Le champ est maintenu sec dans l’environnement des 36 et 37 : un clamp à ailettes posé sur la dent distale maintient des rouleaux de coton et décale la langue hors du champ de la caméra intrabuccale. On pulvérise un film de dioxyde de titane bleu sur la cavité et les pans résiduels, les dents adjacentes et leurs faces proximales. Ce film mat d’une dizaine de microns est indispensable pour récupérer la totalité de la lumière envoyée par la caméra sur l’objet à numériser. Aucun système de lecture optique ne peut se passer de matifier des corps non opaques ; au laboratoire, des plâtres spécifiques existent pour contourner ce point. La Bluecam du CEREC AC intègre la validation automatique des vues : un dispositif de détection de l’immobilité automatise le déclenchement de la capture et optimise la qualité de l’information recueillie en supprimant les vues floues. Nous prenons 4 vues successives chevauchées, afin de travailler sur un modèle de 34 à 37 (Fig. 3). Nous devons cliniquement apprécier si l’empreinte présente les informations sine qua non : notre responsabilité est la même que pour une empreinte en matériau traditionnel, la différence est l’immédiateté, la visualisation grossie une vingtaine de fois, l’absence de modification volumétrique à la désinsertion et au traitement, le confort pour le patient et le praticien.

La conception assistée en visualisation 3D

Le traitement de l’empreinte numérique se fait par un clic sur l’icône « suite » : création du modèle virtuel tridimensionnel. La corrélation des différentes vues donne un volume matérialisé à l’écran comme un modèle en plâtre classique : c’est la possibilité de faire appel à notre expérience clinique, selon des formes anatomiques connues et non une visualisation 2D déroutante comme cela a été le cas pendant de longues années. La première étape est la séparation du die, afin de réaliser un modèle positif unitaire.
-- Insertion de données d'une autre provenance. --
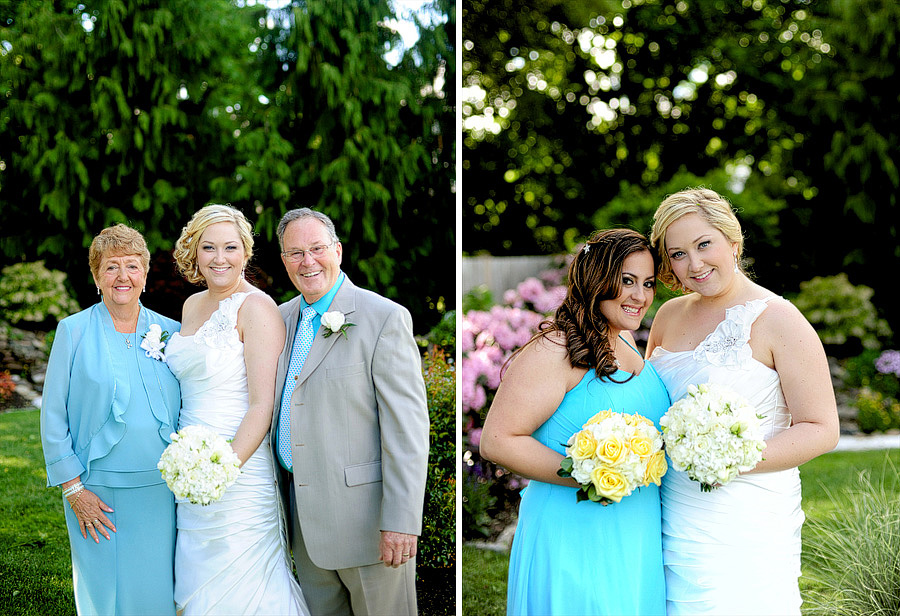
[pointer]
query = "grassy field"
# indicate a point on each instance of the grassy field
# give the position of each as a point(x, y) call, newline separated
point(35, 562)
point(35, 567)
point(484, 572)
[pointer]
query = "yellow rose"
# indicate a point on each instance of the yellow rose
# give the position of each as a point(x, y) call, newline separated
point(584, 446)
point(609, 483)
point(656, 468)
point(611, 449)
point(602, 415)
point(641, 445)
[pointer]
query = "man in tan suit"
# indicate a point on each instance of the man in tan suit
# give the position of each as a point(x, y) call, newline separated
point(350, 431)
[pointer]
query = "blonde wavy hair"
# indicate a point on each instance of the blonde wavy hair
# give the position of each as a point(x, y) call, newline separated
point(118, 240)
point(185, 252)
point(712, 207)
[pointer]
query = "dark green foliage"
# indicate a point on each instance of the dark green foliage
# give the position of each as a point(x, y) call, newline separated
point(876, 412)
point(436, 560)
point(477, 502)
point(569, 106)
point(444, 334)
point(842, 314)
point(158, 108)
point(30, 292)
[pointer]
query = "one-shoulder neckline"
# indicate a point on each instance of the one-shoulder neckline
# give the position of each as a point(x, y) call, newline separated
point(218, 309)
point(728, 310)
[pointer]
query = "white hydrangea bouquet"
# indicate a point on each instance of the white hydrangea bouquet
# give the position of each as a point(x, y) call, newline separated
point(613, 454)
point(199, 465)
point(712, 434)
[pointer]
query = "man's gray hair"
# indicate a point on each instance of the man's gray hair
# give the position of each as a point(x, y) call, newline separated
point(300, 213)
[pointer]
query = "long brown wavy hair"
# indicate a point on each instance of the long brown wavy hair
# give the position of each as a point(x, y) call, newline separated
point(594, 275)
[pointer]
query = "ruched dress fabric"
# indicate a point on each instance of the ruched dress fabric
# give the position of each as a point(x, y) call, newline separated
point(231, 555)
point(581, 558)
point(736, 549)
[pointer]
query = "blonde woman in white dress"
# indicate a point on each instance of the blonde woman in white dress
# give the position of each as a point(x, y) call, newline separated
point(735, 550)
point(231, 556)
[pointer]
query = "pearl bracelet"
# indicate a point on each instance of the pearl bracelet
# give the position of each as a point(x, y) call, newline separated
point(73, 489)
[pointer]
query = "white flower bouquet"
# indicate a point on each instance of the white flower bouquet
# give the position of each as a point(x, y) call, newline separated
point(199, 465)
point(154, 342)
point(613, 454)
point(712, 434)
point(335, 322)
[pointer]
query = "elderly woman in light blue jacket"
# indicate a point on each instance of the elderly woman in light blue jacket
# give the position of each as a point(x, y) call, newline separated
point(109, 407)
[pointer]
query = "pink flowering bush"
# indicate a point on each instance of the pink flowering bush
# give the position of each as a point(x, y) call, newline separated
point(489, 338)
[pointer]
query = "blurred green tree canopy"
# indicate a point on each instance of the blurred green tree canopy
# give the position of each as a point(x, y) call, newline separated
point(144, 111)
point(576, 113)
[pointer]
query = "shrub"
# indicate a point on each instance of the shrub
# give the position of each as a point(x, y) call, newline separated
point(841, 313)
point(444, 334)
point(32, 293)
point(7, 386)
point(876, 413)
point(854, 553)
point(437, 546)
point(477, 504)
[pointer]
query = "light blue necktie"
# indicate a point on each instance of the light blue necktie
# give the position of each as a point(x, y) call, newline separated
point(302, 343)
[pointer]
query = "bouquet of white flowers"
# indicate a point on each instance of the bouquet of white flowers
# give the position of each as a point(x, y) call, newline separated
point(712, 433)
point(613, 454)
point(199, 465)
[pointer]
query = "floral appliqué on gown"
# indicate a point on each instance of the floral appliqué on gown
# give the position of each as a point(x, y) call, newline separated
point(230, 556)
point(735, 550)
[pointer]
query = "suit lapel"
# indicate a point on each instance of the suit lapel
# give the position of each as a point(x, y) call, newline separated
point(290, 326)
point(344, 301)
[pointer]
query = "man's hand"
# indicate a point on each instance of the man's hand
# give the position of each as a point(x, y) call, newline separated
point(397, 548)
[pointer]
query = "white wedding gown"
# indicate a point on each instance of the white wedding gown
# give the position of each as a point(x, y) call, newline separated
point(735, 550)
point(230, 556)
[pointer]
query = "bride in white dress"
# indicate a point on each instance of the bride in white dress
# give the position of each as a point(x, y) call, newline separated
point(230, 556)
point(735, 550)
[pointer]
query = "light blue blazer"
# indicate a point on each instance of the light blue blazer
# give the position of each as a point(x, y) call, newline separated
point(87, 389)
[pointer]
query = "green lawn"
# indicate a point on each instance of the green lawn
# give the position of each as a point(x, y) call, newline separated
point(35, 567)
point(35, 562)
point(484, 572)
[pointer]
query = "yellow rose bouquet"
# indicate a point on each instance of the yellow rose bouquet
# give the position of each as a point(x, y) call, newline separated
point(613, 454)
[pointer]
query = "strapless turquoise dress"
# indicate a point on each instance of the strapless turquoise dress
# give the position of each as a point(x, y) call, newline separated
point(583, 558)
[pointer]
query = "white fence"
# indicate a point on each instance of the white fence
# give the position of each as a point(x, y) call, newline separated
point(499, 274)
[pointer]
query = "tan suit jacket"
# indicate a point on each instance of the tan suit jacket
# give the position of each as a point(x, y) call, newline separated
point(359, 430)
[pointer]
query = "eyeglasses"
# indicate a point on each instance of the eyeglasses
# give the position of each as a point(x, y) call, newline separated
point(296, 256)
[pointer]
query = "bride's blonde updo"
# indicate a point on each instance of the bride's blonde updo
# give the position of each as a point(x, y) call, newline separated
point(594, 275)
point(185, 252)
point(709, 205)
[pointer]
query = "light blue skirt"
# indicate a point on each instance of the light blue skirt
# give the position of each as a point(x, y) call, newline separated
point(134, 571)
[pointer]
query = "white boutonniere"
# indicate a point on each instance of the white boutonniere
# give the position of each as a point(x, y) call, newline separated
point(335, 323)
point(154, 341)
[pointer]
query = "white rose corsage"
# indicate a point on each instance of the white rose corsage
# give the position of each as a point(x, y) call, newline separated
point(335, 323)
point(199, 465)
point(154, 341)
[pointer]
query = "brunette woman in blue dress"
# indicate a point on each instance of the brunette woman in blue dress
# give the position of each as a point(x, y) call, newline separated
point(571, 557)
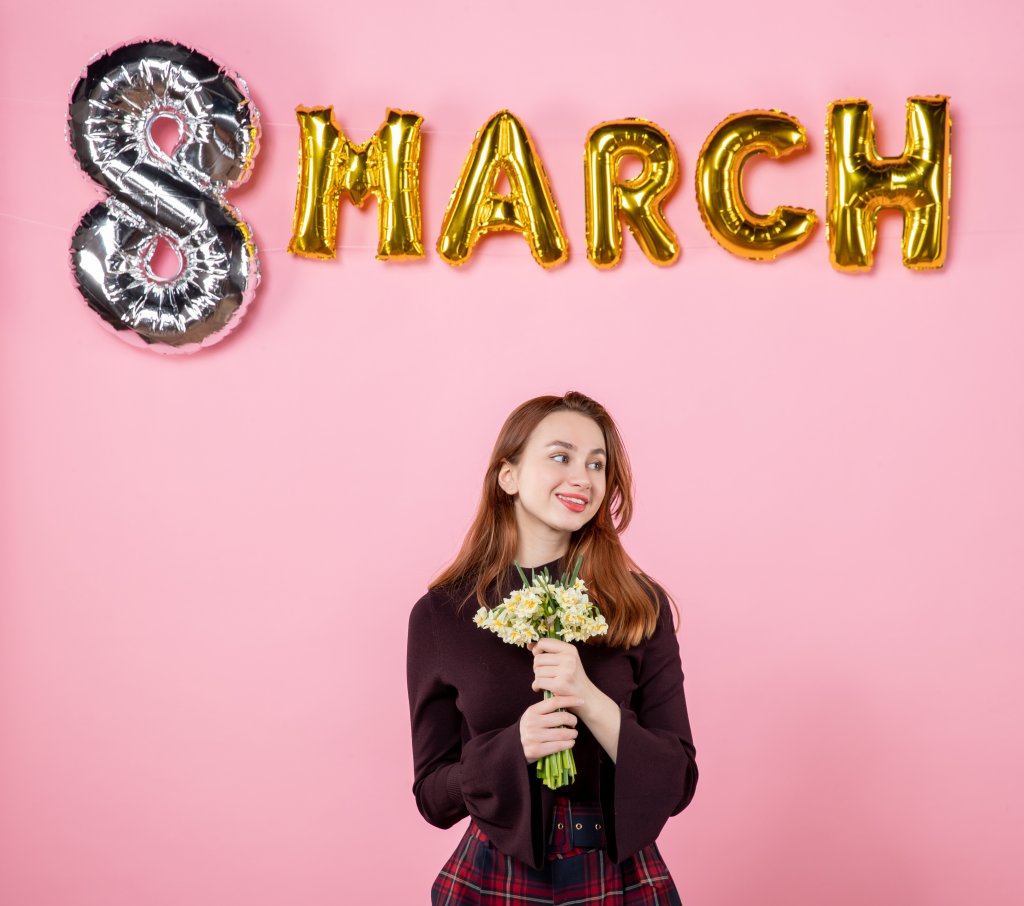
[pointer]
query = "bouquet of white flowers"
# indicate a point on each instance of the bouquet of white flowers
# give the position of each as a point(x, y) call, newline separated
point(540, 609)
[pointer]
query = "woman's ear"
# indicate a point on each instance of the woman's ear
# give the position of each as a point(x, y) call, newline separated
point(506, 478)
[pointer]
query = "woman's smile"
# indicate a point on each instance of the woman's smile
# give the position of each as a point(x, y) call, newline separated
point(572, 502)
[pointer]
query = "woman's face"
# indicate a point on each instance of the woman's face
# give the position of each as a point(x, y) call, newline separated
point(559, 480)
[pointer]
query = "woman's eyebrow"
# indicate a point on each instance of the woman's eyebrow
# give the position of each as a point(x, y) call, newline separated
point(567, 445)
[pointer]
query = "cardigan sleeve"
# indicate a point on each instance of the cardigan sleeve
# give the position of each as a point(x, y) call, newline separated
point(654, 774)
point(486, 777)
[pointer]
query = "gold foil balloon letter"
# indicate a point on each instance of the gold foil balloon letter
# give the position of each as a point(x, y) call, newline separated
point(386, 167)
point(860, 182)
point(720, 195)
point(638, 200)
point(475, 208)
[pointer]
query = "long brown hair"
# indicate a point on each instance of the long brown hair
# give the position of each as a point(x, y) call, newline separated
point(627, 596)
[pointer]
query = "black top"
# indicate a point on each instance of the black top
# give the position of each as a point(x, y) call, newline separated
point(467, 692)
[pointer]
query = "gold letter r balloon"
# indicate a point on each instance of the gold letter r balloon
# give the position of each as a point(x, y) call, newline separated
point(639, 200)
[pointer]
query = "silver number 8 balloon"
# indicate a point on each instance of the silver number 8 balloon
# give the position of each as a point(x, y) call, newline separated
point(177, 197)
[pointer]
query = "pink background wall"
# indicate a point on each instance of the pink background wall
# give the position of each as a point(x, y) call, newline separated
point(207, 562)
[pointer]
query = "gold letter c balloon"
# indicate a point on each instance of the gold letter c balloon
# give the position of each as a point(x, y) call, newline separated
point(720, 195)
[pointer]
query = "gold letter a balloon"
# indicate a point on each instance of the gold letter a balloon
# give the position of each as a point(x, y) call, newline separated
point(475, 208)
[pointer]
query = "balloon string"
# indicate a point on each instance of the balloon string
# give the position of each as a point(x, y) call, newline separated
point(694, 247)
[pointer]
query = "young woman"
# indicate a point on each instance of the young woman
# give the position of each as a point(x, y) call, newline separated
point(558, 485)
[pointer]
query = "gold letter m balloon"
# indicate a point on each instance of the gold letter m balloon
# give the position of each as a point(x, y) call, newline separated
point(860, 182)
point(387, 167)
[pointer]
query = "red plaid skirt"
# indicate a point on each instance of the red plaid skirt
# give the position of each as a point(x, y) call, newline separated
point(578, 869)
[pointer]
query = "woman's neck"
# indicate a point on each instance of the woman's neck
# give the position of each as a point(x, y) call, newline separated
point(535, 549)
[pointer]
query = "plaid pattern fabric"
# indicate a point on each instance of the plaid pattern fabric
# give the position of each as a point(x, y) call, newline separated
point(578, 870)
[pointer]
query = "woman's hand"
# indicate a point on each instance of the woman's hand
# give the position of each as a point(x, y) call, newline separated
point(558, 670)
point(545, 730)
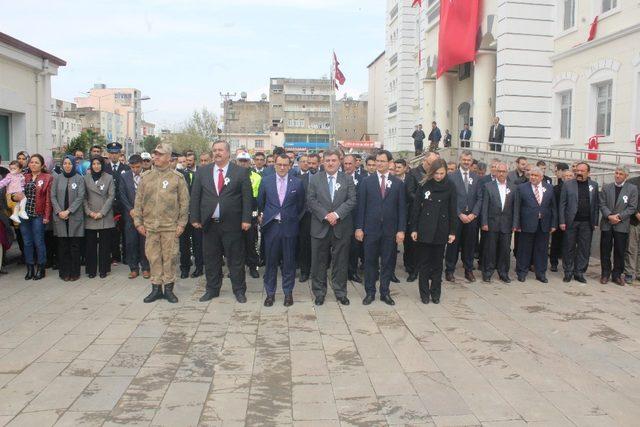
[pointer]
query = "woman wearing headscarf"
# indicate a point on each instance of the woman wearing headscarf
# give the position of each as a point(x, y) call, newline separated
point(99, 224)
point(37, 190)
point(433, 225)
point(67, 199)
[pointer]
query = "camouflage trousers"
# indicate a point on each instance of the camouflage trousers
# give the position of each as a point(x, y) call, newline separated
point(161, 249)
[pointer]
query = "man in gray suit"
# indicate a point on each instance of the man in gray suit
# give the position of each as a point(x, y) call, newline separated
point(578, 213)
point(618, 202)
point(332, 200)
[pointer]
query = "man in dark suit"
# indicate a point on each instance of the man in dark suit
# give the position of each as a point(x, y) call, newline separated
point(468, 209)
point(221, 206)
point(116, 168)
point(465, 136)
point(434, 137)
point(534, 216)
point(618, 202)
point(578, 217)
point(496, 135)
point(192, 237)
point(304, 235)
point(135, 241)
point(332, 200)
point(281, 202)
point(382, 217)
point(497, 223)
point(410, 186)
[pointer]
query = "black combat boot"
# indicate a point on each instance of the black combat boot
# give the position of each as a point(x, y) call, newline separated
point(156, 293)
point(29, 274)
point(40, 270)
point(168, 293)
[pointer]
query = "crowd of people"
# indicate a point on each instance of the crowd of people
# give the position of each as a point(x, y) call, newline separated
point(312, 213)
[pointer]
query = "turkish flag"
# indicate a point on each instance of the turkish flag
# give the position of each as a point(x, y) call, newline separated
point(458, 32)
point(593, 29)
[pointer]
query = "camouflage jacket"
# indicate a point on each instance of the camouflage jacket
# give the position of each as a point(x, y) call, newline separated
point(162, 200)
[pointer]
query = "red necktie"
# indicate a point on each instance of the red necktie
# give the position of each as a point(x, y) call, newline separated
point(220, 181)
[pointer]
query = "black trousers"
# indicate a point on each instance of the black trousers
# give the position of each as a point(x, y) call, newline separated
point(556, 250)
point(577, 247)
point(533, 246)
point(191, 243)
point(98, 250)
point(496, 253)
point(329, 249)
point(466, 240)
point(430, 260)
point(217, 242)
point(69, 257)
point(617, 242)
point(250, 236)
point(304, 245)
point(136, 257)
point(379, 262)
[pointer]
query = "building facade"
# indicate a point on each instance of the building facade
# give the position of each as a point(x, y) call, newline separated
point(25, 97)
point(64, 126)
point(301, 109)
point(534, 69)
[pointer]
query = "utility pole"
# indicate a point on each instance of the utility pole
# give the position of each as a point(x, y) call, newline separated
point(226, 98)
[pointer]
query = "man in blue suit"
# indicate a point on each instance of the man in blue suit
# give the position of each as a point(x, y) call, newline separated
point(535, 216)
point(129, 181)
point(382, 218)
point(281, 202)
point(469, 202)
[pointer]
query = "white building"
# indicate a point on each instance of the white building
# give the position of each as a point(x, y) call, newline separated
point(64, 126)
point(25, 97)
point(534, 69)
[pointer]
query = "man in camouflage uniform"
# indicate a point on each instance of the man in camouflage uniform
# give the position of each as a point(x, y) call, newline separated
point(160, 214)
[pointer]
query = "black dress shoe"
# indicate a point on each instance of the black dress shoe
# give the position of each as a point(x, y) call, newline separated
point(209, 296)
point(368, 299)
point(387, 299)
point(343, 300)
point(268, 301)
point(288, 300)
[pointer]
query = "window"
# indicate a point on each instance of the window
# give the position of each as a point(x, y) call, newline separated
point(603, 108)
point(569, 18)
point(565, 114)
point(608, 5)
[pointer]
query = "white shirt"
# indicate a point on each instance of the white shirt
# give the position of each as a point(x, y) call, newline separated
point(502, 189)
point(216, 213)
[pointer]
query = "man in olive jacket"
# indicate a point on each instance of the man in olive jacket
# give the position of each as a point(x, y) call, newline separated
point(160, 213)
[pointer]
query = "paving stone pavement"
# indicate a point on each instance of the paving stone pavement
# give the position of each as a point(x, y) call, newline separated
point(92, 353)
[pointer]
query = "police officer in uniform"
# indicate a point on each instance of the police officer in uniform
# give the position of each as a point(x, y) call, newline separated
point(161, 212)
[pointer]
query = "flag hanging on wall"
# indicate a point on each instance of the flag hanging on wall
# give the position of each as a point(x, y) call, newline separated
point(457, 34)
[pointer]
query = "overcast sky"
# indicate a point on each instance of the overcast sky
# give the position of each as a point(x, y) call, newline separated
point(184, 53)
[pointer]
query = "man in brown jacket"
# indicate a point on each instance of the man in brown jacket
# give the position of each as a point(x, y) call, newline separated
point(160, 214)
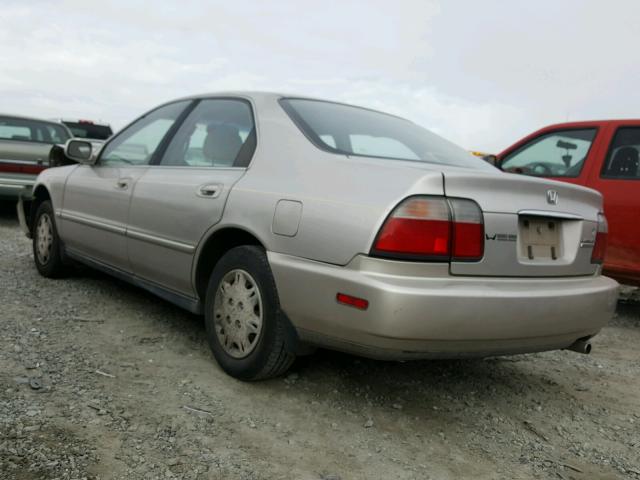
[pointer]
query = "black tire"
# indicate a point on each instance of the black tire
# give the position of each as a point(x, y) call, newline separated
point(273, 350)
point(51, 265)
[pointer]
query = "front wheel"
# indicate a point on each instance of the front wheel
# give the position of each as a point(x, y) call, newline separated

Puis un contourage de la préparation est réalisé par une ligne fixée de point en point suivant précisément le bord de la cavité. L’orientation du modèle permet de visualiser toute la cavité et ses bords ; l’axe déterminé n’est autre que l’axe d’insertion de l’élément futur et conditionne le calcul des trajets d’outils lors du fraisage. Dans ce cas, pas de compromis car pas de contre-dépouille. Nous avons simplement incliné le modèle afin de supprimer le surplomb de la face distale de 35 au-dessus de la zone cervico-mésiale de 36.

L’étape suivante est fascinante : le logiciel de modélisation bio-générique modifie l’anatomie de la dent 36 théorique récupérée dans sa bibliothèque de formes afin de la faire coïncider avec la 36 du patient. Le volume obtenu reconstitue l’organe dentaire : respect de l’angulation des pans cuspidiens résiduels du patient, sillons, bombés et pointes cuspidiennes alignés dans l’arcade, réhabilitation de l’embrasure papillaire pyramidale… Nous voudrons forcément modifier un peu cette anatomie selon nos propres critères. Divers outils de visualisation et de design permettent toutes les corrections, de la plus importante (par ex. rotation de l’élément) jusqu’à une micro modification de surface. Ne perdons pas de vue de placer nos trois éléments avant la fin de l’anesthésie… La fonction Trim permet de retirer 35 et de visualiser le contact mésial (vert et jaune). La surface de contact est large, stabilisante.

La conception en quadrant

Après sélection de 36 à nouveau, s’affiche le même modèle incrémenté de l’inlay précédent virtuellement collé. Simultanément, nous lançons son usinage dans un bloc de céramique IVOCLAR EmpressCAD teinte HT A2, volume I8. L’intégration esthétique est amplifiée par le choix de la translucidité du matériau et de sa gamme chromatique. L’usinage se déroule automatiquement, commandé par le logiciel de fraisage. Nous avons quelques minutes pour concevoir le second inlay…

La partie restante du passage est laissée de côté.